Quant au fait de permettre à un tel homme – c’est-à-dire celui qui retarde le paiement par pure injustice – de jouir d’un surplus de nourriture ou de l’intimité conjugale, la question relève de l’ijtihâd. Il s’agit en effet d’une forme de taʿzîr (sanction discrétionnaire) ; si l’autorité juge opportun de le châtier en le privant de ces avantages, elle en a le pouvoir, car le taʿzîr n’est pas limité à un type précis : sa nature et son degré sont laissés à l’appréciation du détenteur de l’autorité, pourvu qu’il ne dépasse pas les limites fixées par Allah. Les personnes incarcérées pour des droits dus aux femmes n’entrent toutefois pas dans ce cas de figure. Si l’objectif n’est pas atteint en les enfermant tous deux – soit parce que l’un des deux est incapable de surveiller l’autre, soit parce qu’un mal risque de survenir entre eux, ou pour toute raison analogue – et qu’il reste possible de loger l’épouse dans un lieu d’où elle ne sort pas tandis qu’il subvient à ses besoins, par exemple dans un ribât réservé aux femmes ou parmi des femmes dignes de confiance, on procédera ainsi.
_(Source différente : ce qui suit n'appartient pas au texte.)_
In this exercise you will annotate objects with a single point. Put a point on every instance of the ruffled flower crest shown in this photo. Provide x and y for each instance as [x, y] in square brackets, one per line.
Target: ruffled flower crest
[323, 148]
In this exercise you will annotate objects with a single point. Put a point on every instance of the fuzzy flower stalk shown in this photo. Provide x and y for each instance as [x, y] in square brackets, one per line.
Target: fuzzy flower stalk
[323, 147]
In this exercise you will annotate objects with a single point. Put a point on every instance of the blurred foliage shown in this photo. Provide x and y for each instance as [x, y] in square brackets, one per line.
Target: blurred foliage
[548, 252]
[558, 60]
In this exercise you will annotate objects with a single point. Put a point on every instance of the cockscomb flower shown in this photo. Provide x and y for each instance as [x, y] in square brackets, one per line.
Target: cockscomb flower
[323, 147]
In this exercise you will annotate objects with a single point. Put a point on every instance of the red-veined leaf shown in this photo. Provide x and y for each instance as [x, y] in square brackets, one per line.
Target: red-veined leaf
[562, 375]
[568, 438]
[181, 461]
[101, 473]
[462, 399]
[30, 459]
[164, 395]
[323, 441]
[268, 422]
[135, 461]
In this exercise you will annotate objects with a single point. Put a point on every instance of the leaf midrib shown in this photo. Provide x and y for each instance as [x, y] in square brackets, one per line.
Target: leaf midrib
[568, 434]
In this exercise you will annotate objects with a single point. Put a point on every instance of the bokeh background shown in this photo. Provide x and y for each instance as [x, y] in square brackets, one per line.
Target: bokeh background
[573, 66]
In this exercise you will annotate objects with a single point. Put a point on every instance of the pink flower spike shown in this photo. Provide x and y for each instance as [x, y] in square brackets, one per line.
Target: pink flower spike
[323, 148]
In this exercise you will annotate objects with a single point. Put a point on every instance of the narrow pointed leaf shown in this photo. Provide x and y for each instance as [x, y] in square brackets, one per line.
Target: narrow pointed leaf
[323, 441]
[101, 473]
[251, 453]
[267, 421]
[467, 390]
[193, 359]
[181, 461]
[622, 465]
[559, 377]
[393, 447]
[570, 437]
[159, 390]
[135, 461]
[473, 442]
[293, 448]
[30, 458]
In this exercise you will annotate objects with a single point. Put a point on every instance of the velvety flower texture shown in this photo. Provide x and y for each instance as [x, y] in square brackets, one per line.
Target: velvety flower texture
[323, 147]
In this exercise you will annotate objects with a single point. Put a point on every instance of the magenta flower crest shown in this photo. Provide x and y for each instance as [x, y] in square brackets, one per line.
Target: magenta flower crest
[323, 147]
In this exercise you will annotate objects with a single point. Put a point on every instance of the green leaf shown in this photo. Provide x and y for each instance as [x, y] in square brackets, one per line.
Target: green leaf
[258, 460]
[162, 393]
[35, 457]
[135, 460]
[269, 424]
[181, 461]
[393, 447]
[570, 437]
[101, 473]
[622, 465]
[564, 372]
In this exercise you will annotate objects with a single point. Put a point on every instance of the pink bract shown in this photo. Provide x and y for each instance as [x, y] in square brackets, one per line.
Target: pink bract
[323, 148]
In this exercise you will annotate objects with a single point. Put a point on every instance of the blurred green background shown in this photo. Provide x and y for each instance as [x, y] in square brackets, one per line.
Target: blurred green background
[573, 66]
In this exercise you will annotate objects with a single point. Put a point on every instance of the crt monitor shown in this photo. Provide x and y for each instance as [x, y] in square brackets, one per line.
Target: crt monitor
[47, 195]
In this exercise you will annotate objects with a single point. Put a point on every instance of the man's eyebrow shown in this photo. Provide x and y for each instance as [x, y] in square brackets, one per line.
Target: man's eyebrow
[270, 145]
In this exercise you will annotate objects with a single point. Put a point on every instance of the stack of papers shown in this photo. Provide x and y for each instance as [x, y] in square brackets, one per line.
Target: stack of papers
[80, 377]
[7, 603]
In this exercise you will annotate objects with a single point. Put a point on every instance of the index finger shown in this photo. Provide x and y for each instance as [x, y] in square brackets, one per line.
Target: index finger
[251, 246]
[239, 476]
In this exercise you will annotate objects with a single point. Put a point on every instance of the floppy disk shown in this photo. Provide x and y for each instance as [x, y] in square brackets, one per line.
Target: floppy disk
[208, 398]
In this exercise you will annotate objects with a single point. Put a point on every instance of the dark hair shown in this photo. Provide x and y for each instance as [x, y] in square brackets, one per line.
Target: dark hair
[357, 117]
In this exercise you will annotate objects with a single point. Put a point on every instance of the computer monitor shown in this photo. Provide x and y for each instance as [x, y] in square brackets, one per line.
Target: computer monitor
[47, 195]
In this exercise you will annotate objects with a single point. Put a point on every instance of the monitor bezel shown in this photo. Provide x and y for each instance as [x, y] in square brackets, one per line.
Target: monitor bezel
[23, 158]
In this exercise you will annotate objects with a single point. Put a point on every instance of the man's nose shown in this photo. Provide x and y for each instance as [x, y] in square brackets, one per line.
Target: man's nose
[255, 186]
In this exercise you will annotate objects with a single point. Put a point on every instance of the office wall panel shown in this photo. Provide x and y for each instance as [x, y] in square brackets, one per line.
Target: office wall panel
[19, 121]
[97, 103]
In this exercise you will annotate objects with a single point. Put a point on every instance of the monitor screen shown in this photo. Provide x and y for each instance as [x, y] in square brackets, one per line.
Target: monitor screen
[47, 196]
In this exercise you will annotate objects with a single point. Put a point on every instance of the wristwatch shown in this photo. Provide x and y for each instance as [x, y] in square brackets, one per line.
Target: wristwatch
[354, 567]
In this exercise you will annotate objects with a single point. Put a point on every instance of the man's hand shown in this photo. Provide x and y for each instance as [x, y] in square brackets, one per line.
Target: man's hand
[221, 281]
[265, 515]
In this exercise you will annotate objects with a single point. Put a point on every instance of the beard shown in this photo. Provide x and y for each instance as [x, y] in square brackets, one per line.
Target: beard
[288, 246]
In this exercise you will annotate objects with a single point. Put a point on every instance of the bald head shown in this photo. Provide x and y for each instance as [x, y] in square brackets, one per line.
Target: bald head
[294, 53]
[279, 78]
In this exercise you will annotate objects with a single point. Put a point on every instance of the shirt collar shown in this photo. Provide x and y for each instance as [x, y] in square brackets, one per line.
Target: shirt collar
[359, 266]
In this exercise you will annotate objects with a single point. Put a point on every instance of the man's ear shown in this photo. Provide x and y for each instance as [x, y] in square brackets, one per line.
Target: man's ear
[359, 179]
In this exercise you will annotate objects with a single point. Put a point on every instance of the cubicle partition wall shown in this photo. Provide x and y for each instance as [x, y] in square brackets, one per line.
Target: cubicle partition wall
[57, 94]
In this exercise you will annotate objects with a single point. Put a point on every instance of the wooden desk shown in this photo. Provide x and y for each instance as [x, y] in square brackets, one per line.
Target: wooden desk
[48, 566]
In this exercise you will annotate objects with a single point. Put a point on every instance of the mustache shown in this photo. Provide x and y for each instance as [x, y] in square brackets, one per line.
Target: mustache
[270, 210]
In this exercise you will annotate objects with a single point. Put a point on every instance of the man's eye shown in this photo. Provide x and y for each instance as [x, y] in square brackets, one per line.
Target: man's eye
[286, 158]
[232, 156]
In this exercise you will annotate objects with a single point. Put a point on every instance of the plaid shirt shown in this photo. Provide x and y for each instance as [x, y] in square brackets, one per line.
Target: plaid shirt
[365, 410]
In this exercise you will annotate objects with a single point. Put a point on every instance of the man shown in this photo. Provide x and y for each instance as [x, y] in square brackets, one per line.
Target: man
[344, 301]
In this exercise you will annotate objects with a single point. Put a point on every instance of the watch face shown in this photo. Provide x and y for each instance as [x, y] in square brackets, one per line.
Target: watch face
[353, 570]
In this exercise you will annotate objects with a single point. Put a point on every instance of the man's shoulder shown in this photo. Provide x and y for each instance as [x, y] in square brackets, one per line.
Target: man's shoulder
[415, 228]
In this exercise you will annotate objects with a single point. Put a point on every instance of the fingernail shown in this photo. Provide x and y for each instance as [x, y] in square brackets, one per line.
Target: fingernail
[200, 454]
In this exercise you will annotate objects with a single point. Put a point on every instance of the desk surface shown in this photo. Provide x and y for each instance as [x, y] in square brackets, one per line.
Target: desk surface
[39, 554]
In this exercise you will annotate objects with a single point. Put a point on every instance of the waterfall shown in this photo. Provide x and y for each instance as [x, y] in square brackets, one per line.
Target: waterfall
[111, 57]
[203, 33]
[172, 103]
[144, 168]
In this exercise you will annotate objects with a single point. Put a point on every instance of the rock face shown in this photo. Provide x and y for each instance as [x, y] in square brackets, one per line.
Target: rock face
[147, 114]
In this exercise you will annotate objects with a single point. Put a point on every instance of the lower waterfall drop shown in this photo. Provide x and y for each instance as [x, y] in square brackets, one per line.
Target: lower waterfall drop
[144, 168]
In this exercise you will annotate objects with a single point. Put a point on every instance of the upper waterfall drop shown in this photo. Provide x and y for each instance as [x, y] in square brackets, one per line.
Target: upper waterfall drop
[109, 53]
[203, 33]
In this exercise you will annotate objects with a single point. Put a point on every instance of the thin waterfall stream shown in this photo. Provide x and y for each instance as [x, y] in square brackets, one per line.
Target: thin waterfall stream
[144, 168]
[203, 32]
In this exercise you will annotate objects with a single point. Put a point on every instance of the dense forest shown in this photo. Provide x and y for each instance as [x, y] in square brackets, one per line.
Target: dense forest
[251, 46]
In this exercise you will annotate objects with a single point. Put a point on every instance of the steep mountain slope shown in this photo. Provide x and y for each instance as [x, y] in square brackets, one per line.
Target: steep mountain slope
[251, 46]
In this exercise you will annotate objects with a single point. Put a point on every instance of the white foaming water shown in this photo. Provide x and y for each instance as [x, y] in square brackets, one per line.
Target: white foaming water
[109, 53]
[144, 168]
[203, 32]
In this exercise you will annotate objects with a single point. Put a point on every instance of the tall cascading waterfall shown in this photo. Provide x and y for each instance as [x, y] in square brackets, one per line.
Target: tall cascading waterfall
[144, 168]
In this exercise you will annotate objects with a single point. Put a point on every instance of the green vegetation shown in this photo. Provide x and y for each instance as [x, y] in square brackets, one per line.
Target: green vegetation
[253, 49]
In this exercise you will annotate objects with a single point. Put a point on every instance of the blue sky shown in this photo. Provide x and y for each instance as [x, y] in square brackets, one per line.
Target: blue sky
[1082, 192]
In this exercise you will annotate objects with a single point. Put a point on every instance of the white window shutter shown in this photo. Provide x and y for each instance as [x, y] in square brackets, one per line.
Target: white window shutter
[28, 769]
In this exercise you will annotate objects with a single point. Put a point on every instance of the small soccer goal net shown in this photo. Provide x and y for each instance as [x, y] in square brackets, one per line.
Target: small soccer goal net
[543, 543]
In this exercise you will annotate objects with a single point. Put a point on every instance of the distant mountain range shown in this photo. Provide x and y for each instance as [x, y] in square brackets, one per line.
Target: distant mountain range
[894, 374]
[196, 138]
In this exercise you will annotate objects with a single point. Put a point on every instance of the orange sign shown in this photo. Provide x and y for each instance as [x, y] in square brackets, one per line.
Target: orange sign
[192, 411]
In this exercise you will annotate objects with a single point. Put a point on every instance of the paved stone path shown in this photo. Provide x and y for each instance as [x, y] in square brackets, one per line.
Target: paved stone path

En somme, il n’est pas permis de la retenir pour lui (1) tout en la laissant aller et venir à son gré, et ce par consensus des savants. Il faut nécessairement concilier les deux droits et préserver les deux intérêts, surtout si son départ expose à la débauche ; cela devient alors un droit d’Allah que le détenteur de l’autorité se doit de sauvegarder, même si l’époux ne le réclame pas (2). 723 – Les actes du débiteur frappé d’interdiction avant que celle-ci ne soit prononcée Ibn al-Qayyim a dit : « … Lorsque la dette absorbe tout son patrimoine, la libéralité qu’il ferait au détriment de ses créanciers n’est pas valide, que le juge l’ait ou non déjà mis sous interdiction ; tel est l’avis de Mâlik et l’opinion retenue par notre maître… J’ai entendu Shaykh al-Islâm Ibn Taymiyya (qu’Allah lui fasse miséricorde) rapporter de certains savants de son époque, parmi les disciples d’Ahmad, qu’ils contestaient cette position et la jugeaient faible. Il ajouta : “Jusqu’à ce qu’il se vit confronté à un créancier dont le débiteur avait fait une libéralité avant l’interdiction ; alors il s’écria : Par Allah, la doctrine de Mâlik est…”»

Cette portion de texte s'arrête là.